BronzeLoader wraps dlt to ingest data from any configured source into Parquet files in paths.bronze/.

flowchart LR
    src["Source\nsql_database / rest_api / filesystem"]
    dlt["dlt pipeline\n(incremental state)"]
    shards["Parquet shards\nbronze/bronze/<table>/*.parquet"]
    merged["Merged Parquet\nbronze/<TABLE>.parquet"]

    src --> dlt --> shards --> merged

dlt writes sharded Parquet files.

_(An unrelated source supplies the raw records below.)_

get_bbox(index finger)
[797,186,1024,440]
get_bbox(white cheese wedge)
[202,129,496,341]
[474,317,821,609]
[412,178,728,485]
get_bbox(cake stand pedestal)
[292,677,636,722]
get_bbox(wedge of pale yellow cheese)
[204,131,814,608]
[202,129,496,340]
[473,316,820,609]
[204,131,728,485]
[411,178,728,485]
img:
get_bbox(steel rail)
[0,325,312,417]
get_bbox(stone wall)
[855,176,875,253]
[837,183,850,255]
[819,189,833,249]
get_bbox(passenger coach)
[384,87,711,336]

BronzeLoader._collect_parquets() merges them into a single file per table so silver always reads one clean file.


Silver Layer

SilverTransformer runs in two sequential phases:

flowchart TD
    subgraph phase1["Phase 1 — base tables"]
        b1["bronze/TABLE.parquet"] -->|"rename · cast · drop"| t1["transforms"]
        t1 -->|"optional UDF (df) → df"| s1["silver/table.parquet"]
    end
    subgraph phase2["Phase 2 — derived tables"]
        s1 & s2["silver/other.parquet"] -->|"UDF (silver_dir) → df"| d1["silver/derived.parquet"]
    end
    phase1 --> phase2

Phase 1 — each entry in bronze_to_silver.tables is processed independently: structural transforms first, then an optional in-row UDF.

Phase 2 — each derived_tables entry calls a UDF that reads freely from the silver directory and returns a new DataFrame. Derived tables see all base tables written in Phase 1.


Gold Layer

GoldAggregator processes each aggregation block:

flowchart LR
    src["silver/<source_file>.parquet"]
    udf["optional pre_agg_udf\n(df, silver_dir) → df"]
    agg["group_by + metrics\n(YAML-declared)"]
    out["gold/<project>/<output_file>.parquet"]

    src --> udf --> agg --> out

The pre_agg_udf step runs before the group_by aggregation. It is the correct place to derive columns (e.g. order_month from order_date) or join additional tables that should affect the grouping.


Storage Abstraction

All pipeline code calls openmedallion.storage functions instead of pathlib or pl.read_parquet directly. This is what makes pipelines portable between local and S3:

Call Local S3
read_parquet(path) pl.read_parquet(path) pl.read_parquet(path, storage_options=...)
write_parquet(df, path) df.write_parquet(path) df.write_parquet(path, storage_options=...)
join(base, *parts) os.path.join(base, *parts) base.rstrip("/") + "/" + ...
exists(path) Path(path).exists() s3fs.S3FileSystem().exists(path)

To switch from local storage to S3, change paths.* in main.yaml to s3://your-bucket/... and set the four AWS_* environment variables. No code changes required.